The defendant's contention that the Supreme Court's Sandoval ruling (see People v. Sandoval , 34 N.Y.2d 371, 357 N.Y.S.2d 849, 314 N.E.2d 413 ) deprived him of his constitutional right to a fair trial is unpreserved for appellate review, as he did not raise any constitutional challenge to the Sandoval ruling before the court (see CPL 470.05[2] ; People v. Wheelings , 137 A.D.3d 1310, 1311, 28 N.Y.S.3d 435 ). In any event, the court's Sandoval ruling did not deprive the defendant of a fair trial. The court providently exercised its discretion in ruling that, if the defendant testified, the prosecution could cross-examine him on the particular facts underlying a prior conviction of criminal possession of a controlled substance in the seventh degree, as the defendant failed to show that allowing such cross-examination was so prejudicial as to outweigh the probative value of the questioning (see People v. Hayes , 97 N.Y.2d 203, 208, 738 N.Y.S.2d 663, 764 N.E.2d 963 ; People v. DeJesus , 135 A.D.3d 872, 873, 22 N.Y.S.3d 601 ; People v. Vetrano , 88 A.D.3d 750, 750, 930 N.Y.S.2d 275 ). That prior conviction was relevant to the defendant's credibility because it evinced his willingness to place his own interests above those of society (see People v. Sandoval , 34 N.Y.2d at 377, 357 N.Y.S.2d 849, 314 N.E.2d 413 ).

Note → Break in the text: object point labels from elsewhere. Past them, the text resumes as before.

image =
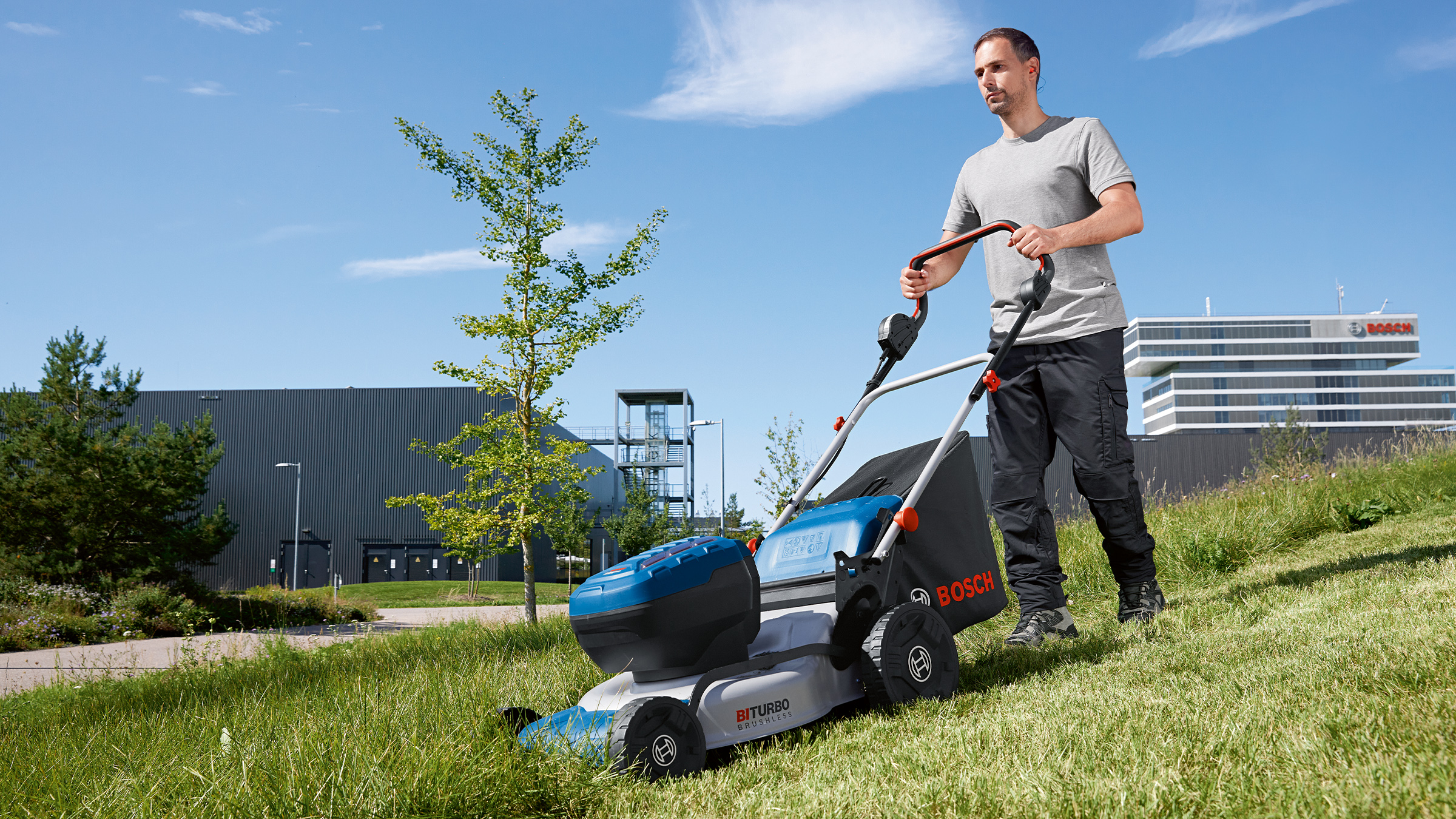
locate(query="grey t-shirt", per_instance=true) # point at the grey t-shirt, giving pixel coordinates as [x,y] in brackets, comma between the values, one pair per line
[1050,177]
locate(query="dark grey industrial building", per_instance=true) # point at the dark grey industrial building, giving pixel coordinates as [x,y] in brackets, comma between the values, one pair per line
[354,448]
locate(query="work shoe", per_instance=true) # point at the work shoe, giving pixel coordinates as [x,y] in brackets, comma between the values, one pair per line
[1141,602]
[1039,625]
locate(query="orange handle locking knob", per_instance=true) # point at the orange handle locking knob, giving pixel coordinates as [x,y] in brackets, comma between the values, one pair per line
[908,519]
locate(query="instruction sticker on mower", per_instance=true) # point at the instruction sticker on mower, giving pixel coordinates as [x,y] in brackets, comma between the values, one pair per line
[763,715]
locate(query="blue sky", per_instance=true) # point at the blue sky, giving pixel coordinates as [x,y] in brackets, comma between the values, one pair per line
[220,191]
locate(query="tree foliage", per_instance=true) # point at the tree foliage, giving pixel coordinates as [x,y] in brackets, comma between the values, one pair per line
[790,461]
[639,525]
[89,499]
[552,311]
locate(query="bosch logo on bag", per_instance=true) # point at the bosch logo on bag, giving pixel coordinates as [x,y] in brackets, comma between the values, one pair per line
[969,588]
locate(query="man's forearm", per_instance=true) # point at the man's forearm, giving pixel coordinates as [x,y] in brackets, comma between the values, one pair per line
[1120,216]
[1110,223]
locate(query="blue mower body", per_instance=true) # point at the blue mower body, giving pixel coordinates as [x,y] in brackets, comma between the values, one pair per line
[667,615]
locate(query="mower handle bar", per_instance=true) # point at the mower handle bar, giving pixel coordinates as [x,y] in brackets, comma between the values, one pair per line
[849,425]
[1033,295]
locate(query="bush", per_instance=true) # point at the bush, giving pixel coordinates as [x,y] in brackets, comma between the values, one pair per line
[155,611]
[38,615]
[268,607]
[1367,513]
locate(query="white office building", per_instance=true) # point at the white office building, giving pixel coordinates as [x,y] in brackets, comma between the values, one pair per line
[1236,374]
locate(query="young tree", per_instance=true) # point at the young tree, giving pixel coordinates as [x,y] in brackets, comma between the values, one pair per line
[739,528]
[91,499]
[1289,447]
[552,312]
[733,515]
[638,525]
[790,462]
[568,534]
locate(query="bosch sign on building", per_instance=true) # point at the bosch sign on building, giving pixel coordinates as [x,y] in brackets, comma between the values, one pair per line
[1236,374]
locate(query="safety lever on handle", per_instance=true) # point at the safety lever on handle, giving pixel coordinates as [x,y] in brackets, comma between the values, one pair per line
[1033,296]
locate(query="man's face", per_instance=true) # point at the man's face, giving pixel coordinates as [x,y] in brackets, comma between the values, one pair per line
[1003,79]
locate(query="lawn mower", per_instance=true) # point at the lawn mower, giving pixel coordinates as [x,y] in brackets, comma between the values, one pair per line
[715,642]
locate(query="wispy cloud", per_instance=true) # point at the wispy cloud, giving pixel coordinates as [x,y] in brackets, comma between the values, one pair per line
[35,30]
[252,21]
[788,62]
[1429,56]
[288,232]
[424,264]
[573,237]
[1221,21]
[207,88]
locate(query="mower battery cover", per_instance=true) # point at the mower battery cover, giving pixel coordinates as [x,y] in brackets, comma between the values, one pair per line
[672,611]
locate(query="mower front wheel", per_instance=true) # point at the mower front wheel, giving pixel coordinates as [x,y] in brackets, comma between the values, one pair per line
[659,736]
[909,653]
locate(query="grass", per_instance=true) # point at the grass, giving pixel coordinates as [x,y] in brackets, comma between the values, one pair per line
[427,593]
[1302,671]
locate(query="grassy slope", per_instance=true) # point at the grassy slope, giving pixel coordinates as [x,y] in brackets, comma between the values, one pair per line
[1314,681]
[427,593]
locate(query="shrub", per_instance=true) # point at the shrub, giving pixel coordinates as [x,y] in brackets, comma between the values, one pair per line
[268,607]
[157,611]
[1367,513]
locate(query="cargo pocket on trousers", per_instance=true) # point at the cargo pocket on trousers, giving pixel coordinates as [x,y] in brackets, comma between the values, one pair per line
[1113,443]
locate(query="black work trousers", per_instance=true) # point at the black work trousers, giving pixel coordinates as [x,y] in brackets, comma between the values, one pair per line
[1071,393]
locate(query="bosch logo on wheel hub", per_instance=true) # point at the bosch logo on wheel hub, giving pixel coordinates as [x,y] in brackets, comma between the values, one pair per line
[919,664]
[664,749]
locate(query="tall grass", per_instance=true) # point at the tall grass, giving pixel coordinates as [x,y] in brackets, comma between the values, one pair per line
[1307,672]
[1206,534]
[385,726]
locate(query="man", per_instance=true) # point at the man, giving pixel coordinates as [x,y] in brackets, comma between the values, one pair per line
[1067,184]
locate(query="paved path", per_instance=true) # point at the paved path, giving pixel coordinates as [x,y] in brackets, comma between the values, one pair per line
[28,669]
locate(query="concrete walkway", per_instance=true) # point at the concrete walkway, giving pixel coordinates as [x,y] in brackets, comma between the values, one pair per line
[78,664]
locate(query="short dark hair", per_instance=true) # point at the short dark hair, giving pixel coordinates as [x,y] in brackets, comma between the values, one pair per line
[1020,41]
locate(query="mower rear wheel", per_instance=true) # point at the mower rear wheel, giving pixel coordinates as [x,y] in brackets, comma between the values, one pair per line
[517,719]
[659,736]
[909,653]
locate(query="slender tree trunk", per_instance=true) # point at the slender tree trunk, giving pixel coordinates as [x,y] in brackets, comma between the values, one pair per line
[529,570]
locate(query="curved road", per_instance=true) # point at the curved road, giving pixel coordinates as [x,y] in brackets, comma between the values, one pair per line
[78,664]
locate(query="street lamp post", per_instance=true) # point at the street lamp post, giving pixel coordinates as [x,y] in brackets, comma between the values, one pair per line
[723,471]
[297,500]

We agree with the denial of the defendant's Batson challenge (see Batson v. Kentucky , 476 U.S. 79, 106 S.Ct. 1712, 90 L.Ed.2d 69 ) to the prosecutor's exercise of peremptory challenges, as the defendant failed to make the requisite prima facie showing of discrimination (see People v. Childress , 81 N.Y.2d 263, 268, 598 N.Y.S.2d 146, 614 N.E.2d 709 ; People v. Cutting , 150 A.D.3d 873, 874, 56 N.Y.S.3d 315 ; People v. Sydoriak , 147 A.D.3d 791, 792, 46 N.Y.S.3d 222 ; People v. Rudolph , 132 A.D.3d 912, 913, 18 N.Y.S.3d 171 ). The sentence imposed was excessive to the extent indicated herein.
The defendant's remaining contentions are without merit.
CHAMBERS, J.P., ROMAN, COHEN and CHRISTOPHER, JJ., concur.